Pero como la justicia es relativa igual que todo
lo demás, estoy en desacuerdo con esas
afirmaciones contrarrevolucionarias.
¿Acaso no quedó bien indemnizada
la señora que recibió 345 pesos
por el extravío de un busto postal de sólo
315.95 CUC?
¿No se percató que aparte de ser
cubanos, con uno solo de los 345 pesos podría
imaginarse comprar un saco de arroz y 100 litros
de leche en un futuro redentor o en el momento
actual si aplica la cabalística?
En cuanto al ciudadano que armó tremendo
jaleo cuando recibió 35 pesos de indemnización
por la pérdida de un bulto con dos pomos
de aceite, una bolsa de leche, una de chocolate,
una lata de atún, una cortina de baño
y un paquete de detergente Radiante, entre otros
productos, no hay dudas que recibió lo
justo, pues si bien un pomo de aceite equivale
a más de lo que le dieron, tiene que pensar
en lo que sufriría de ser víctima
de la fiebre aviar en Londres, o del VIH en Nigeria.
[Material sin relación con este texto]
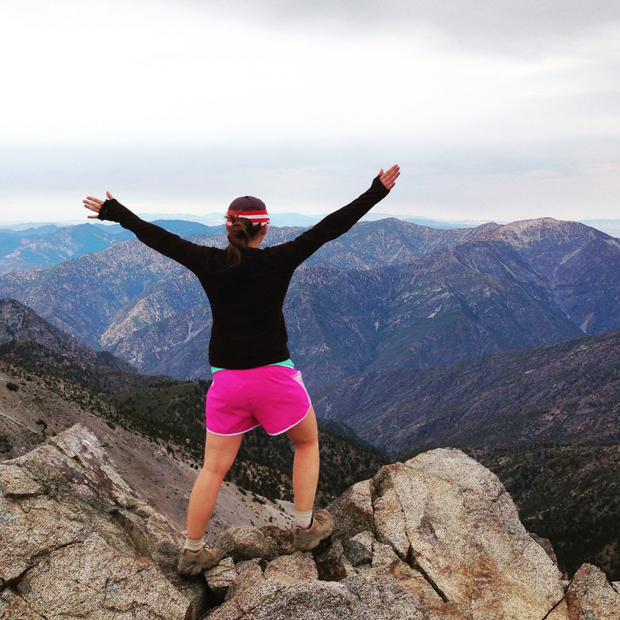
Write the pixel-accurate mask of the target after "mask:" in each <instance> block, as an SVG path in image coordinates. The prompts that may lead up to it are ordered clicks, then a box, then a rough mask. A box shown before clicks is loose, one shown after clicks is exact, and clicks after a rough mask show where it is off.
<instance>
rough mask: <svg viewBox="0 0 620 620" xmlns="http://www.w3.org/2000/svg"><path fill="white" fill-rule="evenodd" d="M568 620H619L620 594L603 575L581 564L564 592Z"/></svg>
mask: <svg viewBox="0 0 620 620" xmlns="http://www.w3.org/2000/svg"><path fill="white" fill-rule="evenodd" d="M566 602H567V604H568V612H569V617H570V620H620V594H619V593H618V592H616V590H614V588H612V586H611V585H610V584H609V583H608V581H607V578H606V577H605V573H603V572H602V571H601V570H599V569H598V568H597V567H596V566H592V565H591V564H583V565H582V566H581V568H580V569H579V570H578V571H577V572H576V573H575V576H574V577H573V581H572V583H571V584H570V586H569V588H568V591H567V592H566Z"/></svg>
Y es en ese pensamiento abarcador donde radica
la raíz de la supuesta estafa, el leitmotiv
del ladrón para cometer sus fechorías.
Es esa visión extrafronteras la que nos
debe incitar a dar vivas cuando nos arranquen
el pellejo y nos dejen sin plumas y cacareando
como al gallo de Morón.
Nadie puede poner en dudas en nuestro país
que un Manuel de Procedimiento no contempla el
robo continuado, la estafa matrera, el desvío
alevoso de un bulto, tanto como la indemnización
justa y comedida de acuerdo a la infracción.
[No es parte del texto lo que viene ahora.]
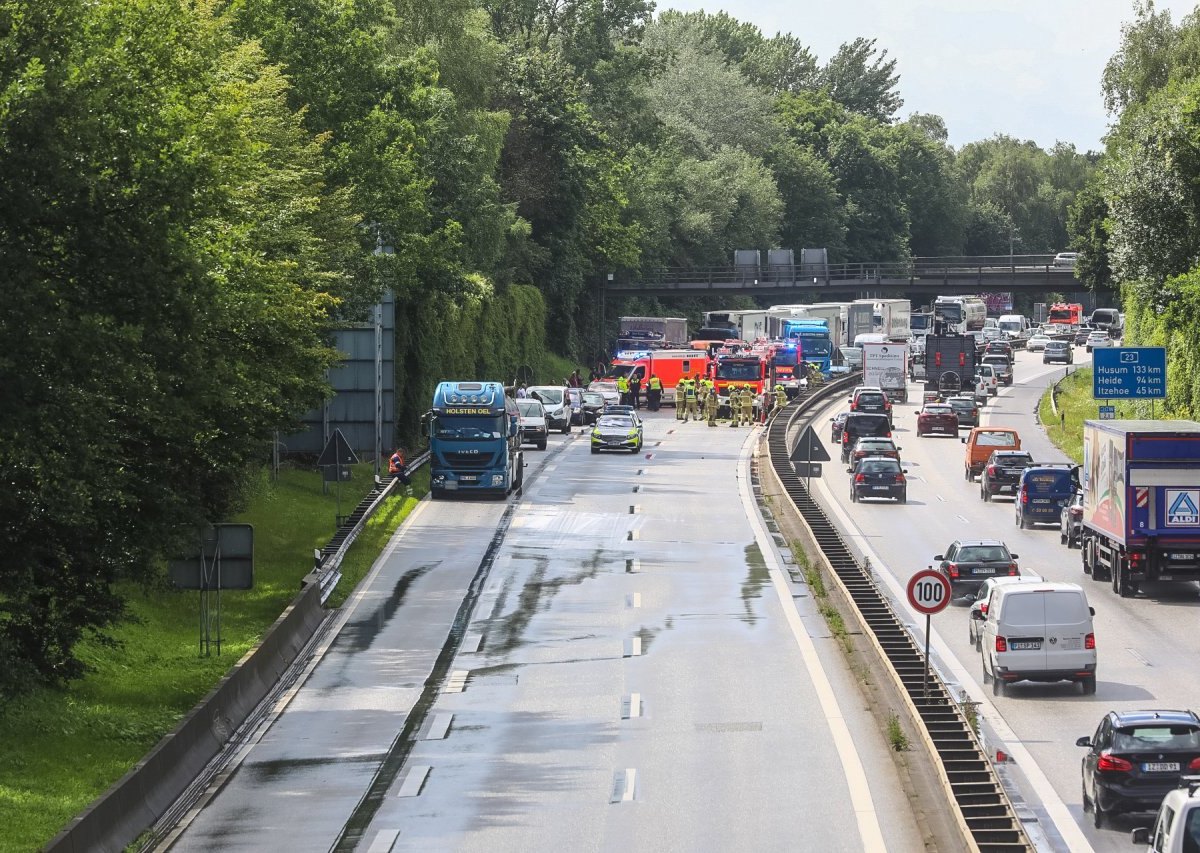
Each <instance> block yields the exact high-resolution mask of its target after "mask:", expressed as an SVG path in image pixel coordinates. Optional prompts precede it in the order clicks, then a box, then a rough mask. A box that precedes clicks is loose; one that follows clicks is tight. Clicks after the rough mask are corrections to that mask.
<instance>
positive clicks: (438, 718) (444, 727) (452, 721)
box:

Si no quiere perder, cuando envíe una
lata de sardinas métala dentro de un fogón
artesanal. Si envía un cuaderno escolar
de 75 centavos CUC, protéjalo y empaquételo
dentro de una bala de cañón. Y si
le da por enviar perfumes, medicamentos, comidas
y otros artículos suntuosos, llene un tanque
de 55 galones con agua, envuelva los productos
en un nailon y sumérjalos en su interior.
De extraviarse en el camino, como siempre sucede,
lo indemnizarán diez veces por encima de
lo que perdió.
Pero no juzgue a Correos de Cuba. No critique
sus métodos, el alto nivel de inseguridad
ni la frecuencia con que los bultos se esfuman
en el aire, o un televisor llega convertido en
un mazo de hierba al destino final.
Aplauda el Manual del Procedimiento. Dé
vivas por las preocupaciones de quienes dirigen
los correos de Cuba. Recuerde que por mucho que
patalee, esa es la única opción
y nada se resolverá. Por ahora.
Eso se los aseguro yo, Nefasto "El indemnizador".